Counter to current guidelines in some countries where it is used, intravenous alteplase has been shown to be effective in stroke patients irrespective of age up to 4.5 hours after stroke onset, according to a study published online Aug. 6 in The Lancet. However, for best outcomes, speed was important.

In a meta-analysis of the results of nine trials utilizing alteplase, first author Jonathan Emberson, PhD, of the University of Oxford in the U.K., and colleagues explored outcomes in patients relative to age, time to needle and severity of stroke.

Many countries limit use of alteplase based on these three variables: in Europe, for example, while alteplase can be administered to patients up to 4.5 hours following stroke onset, recommendations and regulations caution against use in severe or mild stroke and restricts use to patients 80 years old or younger. In the U.S., alteplase may be used only within three hours of stroke onset, may be used for severe and mild stroke and has no age restrictions for use.
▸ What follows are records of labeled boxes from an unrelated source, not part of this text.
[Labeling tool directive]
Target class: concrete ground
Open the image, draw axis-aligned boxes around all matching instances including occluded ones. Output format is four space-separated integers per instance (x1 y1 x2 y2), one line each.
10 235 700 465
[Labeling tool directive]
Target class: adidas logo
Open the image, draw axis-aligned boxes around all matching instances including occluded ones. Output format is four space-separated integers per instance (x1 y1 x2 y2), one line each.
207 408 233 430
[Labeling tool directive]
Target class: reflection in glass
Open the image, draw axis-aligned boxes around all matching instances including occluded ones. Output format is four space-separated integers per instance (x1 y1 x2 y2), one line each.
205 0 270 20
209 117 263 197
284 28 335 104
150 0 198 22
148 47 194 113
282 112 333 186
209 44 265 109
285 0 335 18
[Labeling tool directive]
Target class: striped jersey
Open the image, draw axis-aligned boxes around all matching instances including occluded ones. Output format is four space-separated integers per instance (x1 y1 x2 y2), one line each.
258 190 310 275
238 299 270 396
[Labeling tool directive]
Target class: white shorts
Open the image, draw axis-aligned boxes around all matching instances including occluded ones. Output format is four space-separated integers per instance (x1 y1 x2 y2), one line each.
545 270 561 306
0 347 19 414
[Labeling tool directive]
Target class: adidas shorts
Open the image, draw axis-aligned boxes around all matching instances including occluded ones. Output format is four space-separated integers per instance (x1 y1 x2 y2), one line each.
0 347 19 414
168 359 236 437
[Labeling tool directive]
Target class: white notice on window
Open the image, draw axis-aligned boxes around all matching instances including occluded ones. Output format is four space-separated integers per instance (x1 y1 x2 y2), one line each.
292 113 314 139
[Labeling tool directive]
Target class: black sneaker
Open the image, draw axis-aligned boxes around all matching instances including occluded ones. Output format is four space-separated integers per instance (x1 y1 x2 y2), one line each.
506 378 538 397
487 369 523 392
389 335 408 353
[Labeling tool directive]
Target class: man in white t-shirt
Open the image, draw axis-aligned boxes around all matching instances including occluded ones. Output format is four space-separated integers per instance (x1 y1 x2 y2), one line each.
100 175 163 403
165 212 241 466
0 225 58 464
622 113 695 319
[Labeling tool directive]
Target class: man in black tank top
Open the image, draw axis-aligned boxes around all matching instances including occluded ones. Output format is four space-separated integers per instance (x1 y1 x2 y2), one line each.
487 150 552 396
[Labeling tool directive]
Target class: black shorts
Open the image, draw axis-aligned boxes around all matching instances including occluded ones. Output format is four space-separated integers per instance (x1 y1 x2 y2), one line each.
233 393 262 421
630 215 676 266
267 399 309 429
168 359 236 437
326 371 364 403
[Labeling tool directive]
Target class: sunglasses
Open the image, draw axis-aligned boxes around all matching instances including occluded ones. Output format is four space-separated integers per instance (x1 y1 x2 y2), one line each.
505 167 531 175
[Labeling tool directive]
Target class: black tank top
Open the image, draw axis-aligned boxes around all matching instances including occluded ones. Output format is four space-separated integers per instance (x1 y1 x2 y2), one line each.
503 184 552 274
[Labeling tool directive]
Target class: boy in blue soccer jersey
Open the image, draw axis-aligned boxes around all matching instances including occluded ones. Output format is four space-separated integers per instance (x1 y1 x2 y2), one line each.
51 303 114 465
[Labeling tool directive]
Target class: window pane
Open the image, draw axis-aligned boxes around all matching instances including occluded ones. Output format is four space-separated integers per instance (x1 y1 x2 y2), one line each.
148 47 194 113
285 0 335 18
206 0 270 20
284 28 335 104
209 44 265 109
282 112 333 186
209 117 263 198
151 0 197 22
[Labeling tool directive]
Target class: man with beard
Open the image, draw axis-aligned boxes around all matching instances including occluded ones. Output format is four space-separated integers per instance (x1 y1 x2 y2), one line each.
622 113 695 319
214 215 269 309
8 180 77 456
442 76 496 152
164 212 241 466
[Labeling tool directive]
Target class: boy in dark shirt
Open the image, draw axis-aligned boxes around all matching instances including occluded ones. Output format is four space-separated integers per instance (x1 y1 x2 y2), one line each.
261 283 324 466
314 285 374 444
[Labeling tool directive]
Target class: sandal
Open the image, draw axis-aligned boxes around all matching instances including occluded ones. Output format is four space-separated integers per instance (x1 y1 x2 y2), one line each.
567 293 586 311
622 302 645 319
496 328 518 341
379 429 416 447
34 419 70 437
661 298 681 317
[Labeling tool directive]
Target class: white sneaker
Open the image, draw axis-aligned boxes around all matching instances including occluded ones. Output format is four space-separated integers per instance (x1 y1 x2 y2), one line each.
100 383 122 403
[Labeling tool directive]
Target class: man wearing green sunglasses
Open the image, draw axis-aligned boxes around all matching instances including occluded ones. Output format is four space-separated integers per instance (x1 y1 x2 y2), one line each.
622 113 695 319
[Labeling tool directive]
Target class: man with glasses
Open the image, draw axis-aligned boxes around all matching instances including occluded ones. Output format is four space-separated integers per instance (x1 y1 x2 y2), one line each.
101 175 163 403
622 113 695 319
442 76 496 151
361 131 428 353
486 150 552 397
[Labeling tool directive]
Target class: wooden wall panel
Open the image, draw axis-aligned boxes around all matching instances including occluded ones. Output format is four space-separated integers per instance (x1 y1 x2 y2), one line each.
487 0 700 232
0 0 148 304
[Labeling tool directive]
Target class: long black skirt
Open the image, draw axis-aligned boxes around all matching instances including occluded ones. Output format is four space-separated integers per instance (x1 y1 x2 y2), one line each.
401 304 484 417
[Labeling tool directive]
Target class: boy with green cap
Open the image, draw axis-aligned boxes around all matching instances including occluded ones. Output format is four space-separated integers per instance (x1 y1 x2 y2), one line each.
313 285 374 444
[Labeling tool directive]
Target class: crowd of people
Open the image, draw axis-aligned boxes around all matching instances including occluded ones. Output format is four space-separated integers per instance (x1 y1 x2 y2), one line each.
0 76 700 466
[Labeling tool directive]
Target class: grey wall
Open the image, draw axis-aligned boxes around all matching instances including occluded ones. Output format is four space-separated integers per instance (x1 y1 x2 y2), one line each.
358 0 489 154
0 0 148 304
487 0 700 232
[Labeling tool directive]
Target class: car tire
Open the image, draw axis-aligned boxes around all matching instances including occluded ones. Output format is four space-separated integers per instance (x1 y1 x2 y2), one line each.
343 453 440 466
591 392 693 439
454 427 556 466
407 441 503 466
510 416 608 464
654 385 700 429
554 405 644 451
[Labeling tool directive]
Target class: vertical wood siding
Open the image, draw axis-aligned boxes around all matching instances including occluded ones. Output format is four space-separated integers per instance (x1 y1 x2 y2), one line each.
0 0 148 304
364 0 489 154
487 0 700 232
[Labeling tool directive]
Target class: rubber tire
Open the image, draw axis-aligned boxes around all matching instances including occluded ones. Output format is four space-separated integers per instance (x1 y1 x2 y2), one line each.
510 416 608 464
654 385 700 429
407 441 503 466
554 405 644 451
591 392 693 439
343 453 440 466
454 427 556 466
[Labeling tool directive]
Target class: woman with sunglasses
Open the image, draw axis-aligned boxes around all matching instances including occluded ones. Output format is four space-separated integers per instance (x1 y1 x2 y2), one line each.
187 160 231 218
Emberson et al found that 31 percent of patients observed achieved a good stroke outcome on the modified Rankin scale (0 to 1) at three to six months, with earlier use achieving higher benefits. Good outcome odds for patients given alteplase within three hours of onset was 1.75; patients given alteplase between three and 4.5 hours saw good outcome odds ratio of 1.26; and after 4.5 hours the odds of a good outcome were 1.15.

Alteplase had no affect at 6.3 hours and beyond.

Age of the patient and severity of stroke did not change odds when treatment delays were taken into consideration, nor did age affect the length of time physicians had to implement treatment with alteplase.

They noted that symptomatic intracranial hemorrhage risk increased with use of alteplase. Type 2 parenchymal hemorrhage occurred in 6.8 percent of patients treated with alteplase as opposed to 1.3 percent of patients who received a control treatment. In 2.7 percent of alteplase patents, fatal type 2 parenchymal hemorrhage occurred within seven days, as opposed to 0.4 percent of control patients. No other increased risk of death was seen.

However, they found that beyond the initial treatment period, patients had an average absolute increase in good survival by the three to six month mark for about 10 percent of patients treated within three hours and 5 percent of patients treated in less than 4.5 hours. Again, these findings were irrespective of age or stroke severity.

In an editorial, Michael D Hill, MD, MSc, of the University of Calgary in Canada, and colleagues commented that European license labels for altephase are obsolete compared with the outcomes of this study. They added that, as the real key seems to be time, based on these findings, “Benchmark for treatment times should be revised audited and enforced.”

They suggested that a median 30-minute door-to-needle time might be a better target, as the shortened guideline time would encourage faster treatment and provide more patients the chance to succeed in recovery.

Emberson et al wrote that they will be exploring independent effects of other variables on outcomes such as blood pressure, sex and baseline imaging features.